Sea cual sea nuestra reacción, los expertos en psicología señalan que ambas reacciones son naturales y, por lo tanto, no hay que crear resistencia. Recordar las experiencias compartidas con esa persona o preguntarnos cómo será nuestra a vida a partir de ahora es información que deberemos empezar a explorar y procesar en ésta primera etapa. 

La negación pues, puede ser una gran oportunidad para absorber y entender lo que nos está sucediendo por dentro y el filtro necesario para disponer del tiempo para asumir el shock inicial.

Ira

Tras el fin de la negación, empieza la segunda de las fases del duelo: la ira. Es común que tras la pérdida de un ser querido, las personas nos sintamos enojadas, frustradas y con un sentimiento de impotencia. De hecho, todas estas emociones conllevan a su vez a la aparición del enfado y la ira.

Estamos intentando adaptarnos a una nueva realidad y es muy probable que estemos experimentando una incomodidad emocional extrema. La función de la ira es sacar lo que produce asimilar esa pérdida, es decir, nos permite una salida emocional a través de la rabia y el enojo. Además, nos permite que no seamos demasiado vulnerables y por qué no, expresar emociones con menos miedo al juicio o al rechazo. 

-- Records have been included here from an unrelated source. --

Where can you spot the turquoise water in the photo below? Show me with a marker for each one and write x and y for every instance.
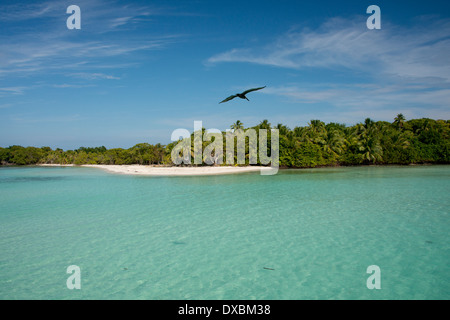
(212, 237)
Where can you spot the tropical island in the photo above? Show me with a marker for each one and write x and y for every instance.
(416, 141)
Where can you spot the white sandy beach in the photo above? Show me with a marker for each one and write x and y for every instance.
(172, 171)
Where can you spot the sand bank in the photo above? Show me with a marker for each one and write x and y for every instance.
(175, 171)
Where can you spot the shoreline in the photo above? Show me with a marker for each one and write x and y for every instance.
(149, 170)
(167, 171)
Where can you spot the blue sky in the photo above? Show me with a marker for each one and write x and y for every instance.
(137, 70)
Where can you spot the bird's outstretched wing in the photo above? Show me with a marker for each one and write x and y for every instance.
(250, 90)
(229, 98)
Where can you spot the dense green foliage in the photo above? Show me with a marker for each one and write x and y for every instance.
(318, 144)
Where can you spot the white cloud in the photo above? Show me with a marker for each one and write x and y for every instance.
(420, 51)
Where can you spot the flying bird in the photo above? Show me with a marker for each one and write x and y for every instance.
(241, 95)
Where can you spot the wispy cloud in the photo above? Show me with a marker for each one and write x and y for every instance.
(94, 76)
(53, 48)
(33, 118)
(11, 91)
(403, 69)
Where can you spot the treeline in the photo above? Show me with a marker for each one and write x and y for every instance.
(318, 144)
(143, 153)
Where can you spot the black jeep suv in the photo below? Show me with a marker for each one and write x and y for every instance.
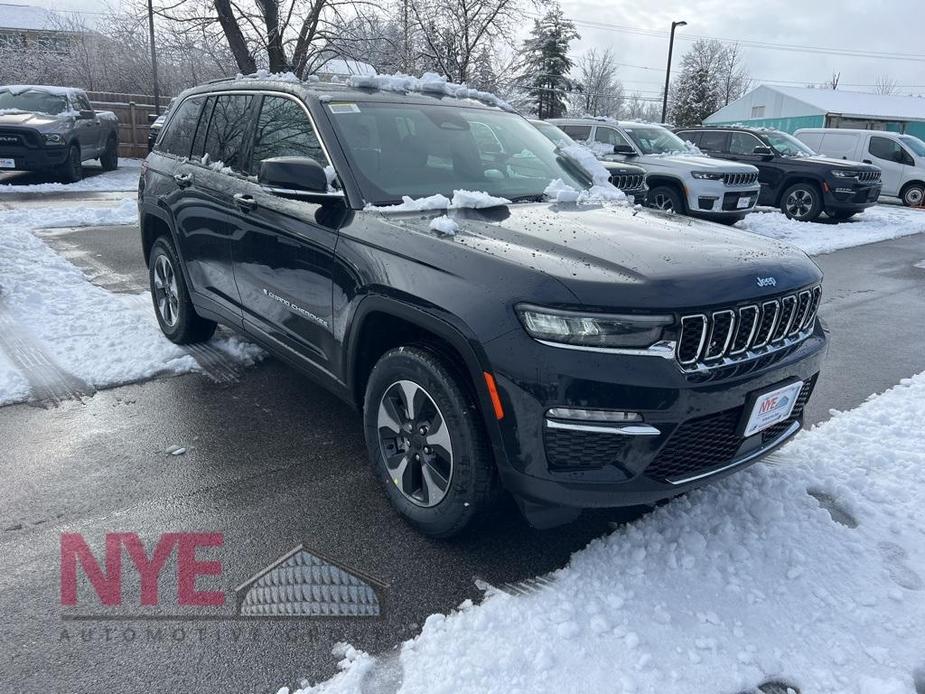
(792, 176)
(577, 355)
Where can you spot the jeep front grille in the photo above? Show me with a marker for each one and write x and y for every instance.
(629, 182)
(740, 179)
(707, 338)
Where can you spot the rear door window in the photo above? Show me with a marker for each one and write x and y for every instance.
(283, 130)
(226, 136)
(178, 135)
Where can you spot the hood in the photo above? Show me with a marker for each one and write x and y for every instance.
(695, 162)
(29, 120)
(617, 257)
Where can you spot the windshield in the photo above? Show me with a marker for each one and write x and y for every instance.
(421, 150)
(554, 134)
(788, 145)
(33, 101)
(654, 139)
(913, 143)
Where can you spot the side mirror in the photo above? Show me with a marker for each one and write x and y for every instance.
(294, 175)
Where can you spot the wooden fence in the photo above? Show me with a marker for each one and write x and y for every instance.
(132, 110)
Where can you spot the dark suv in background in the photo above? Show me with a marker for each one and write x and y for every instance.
(792, 177)
(578, 355)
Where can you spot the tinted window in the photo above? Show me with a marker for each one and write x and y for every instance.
(227, 128)
(283, 130)
(711, 141)
(577, 132)
(178, 135)
(885, 148)
(609, 136)
(744, 143)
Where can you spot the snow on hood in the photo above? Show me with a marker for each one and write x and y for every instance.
(428, 83)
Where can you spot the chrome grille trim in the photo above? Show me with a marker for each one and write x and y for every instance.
(729, 336)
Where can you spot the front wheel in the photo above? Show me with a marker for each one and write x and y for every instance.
(666, 199)
(802, 202)
(73, 167)
(172, 306)
(913, 195)
(427, 443)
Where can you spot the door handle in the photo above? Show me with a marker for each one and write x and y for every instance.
(244, 202)
(183, 180)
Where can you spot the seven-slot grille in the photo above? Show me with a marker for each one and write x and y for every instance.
(708, 337)
(628, 181)
(739, 179)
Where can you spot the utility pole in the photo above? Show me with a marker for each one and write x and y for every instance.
(674, 25)
(157, 95)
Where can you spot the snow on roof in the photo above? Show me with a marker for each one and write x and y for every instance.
(857, 103)
(26, 17)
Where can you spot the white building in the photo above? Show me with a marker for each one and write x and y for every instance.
(790, 108)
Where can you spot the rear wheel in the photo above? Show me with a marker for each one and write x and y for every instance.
(802, 202)
(913, 195)
(73, 168)
(666, 199)
(109, 159)
(427, 443)
(172, 305)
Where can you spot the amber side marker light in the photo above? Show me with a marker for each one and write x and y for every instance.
(493, 393)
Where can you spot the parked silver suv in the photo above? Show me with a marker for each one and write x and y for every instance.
(679, 178)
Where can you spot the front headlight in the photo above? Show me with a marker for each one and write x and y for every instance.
(592, 329)
(707, 175)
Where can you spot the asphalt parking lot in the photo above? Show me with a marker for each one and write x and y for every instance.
(271, 461)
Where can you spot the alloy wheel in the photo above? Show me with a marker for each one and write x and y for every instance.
(414, 441)
(165, 290)
(799, 203)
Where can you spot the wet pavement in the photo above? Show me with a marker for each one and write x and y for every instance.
(271, 461)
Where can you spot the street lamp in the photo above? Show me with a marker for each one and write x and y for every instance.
(674, 25)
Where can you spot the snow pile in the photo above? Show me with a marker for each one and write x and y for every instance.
(123, 179)
(808, 571)
(461, 199)
(444, 225)
(99, 337)
(428, 83)
(878, 223)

Desgraciadamente, la ira es una de las reacciones que salen de nosotros cuando empezamos a liberarnos de las emociones relacionadas con la pérdida. Y además de la sensación de injusticia, tenemos que añadirle otros factores como: ¿era algo esperado?, ¿podría haber hecho algo más? o, ¿soy culpable de lo ocurrido?. Todo ello, nos puede llevar al aislamiento durante la experiencia del duelo. Y esto, puede derivar en la pérdida del apoyo y acompañamiento de nuestros amigos y familiares en el momento en el que más lo podemos necesitar. 

Negociación

En la tercera de las fases del duelo, la persona siente una profunda desesperación y se aferra a la esperanza de que de algún modo puede influir y cambiar la situación a través de la negociación. Un ejemplo muy común, es el que sufren las parejas, cuando uno de los miembros cree que comportándose de otra manera podrá volver a retomar la relación con su pareja y usa el recurso de la promesa para evitar de cualquier forma evitar el dolor que siente. 

En esta etapa, también es muy frecuente dirigir las peticiones, perdones y arrepentimientos a un ser superior a nosotros (ej. Dios). Tenemos la necesidad de crear un final feliz, diferente pero la realidad, es que a veces la vida nos recuerda que no hay nada que hacer. 

Depresión 

La cuarta fase del modelo de Kübler-Ross sobre el duelo es la de depresión. Durante las fases del duelo, llega un momento en que empezamos a mirar la realidad desde la calma. La negociación ya no parece la mejor de las salidas y la ira se ha «calmado»; entramos en la fase de la depresión. Aquí empezamos a sentir la pérdida del ser querido y es cuando experimentamos el dolor de manera más profunda. 

Sin duda, es una de las etapas del duelo más delicadas, donde el asesoramiento de un experto profesional es clave para no caer en una depresión profunda y aislarse del resto en exceso. 

Aceptación 

La última de las fases del duelo, supone la aceptación y normalización de esos sentimientos de tristeza. Al fin, nuestra mente se siente preparada para aceptar la nueva realidad y la inevitabilidad de la pérdida. Es decir, la persona afectada es capaz de comprender racionalmente que la muerte es algo natural con lo que tenemos que aprender a vivir.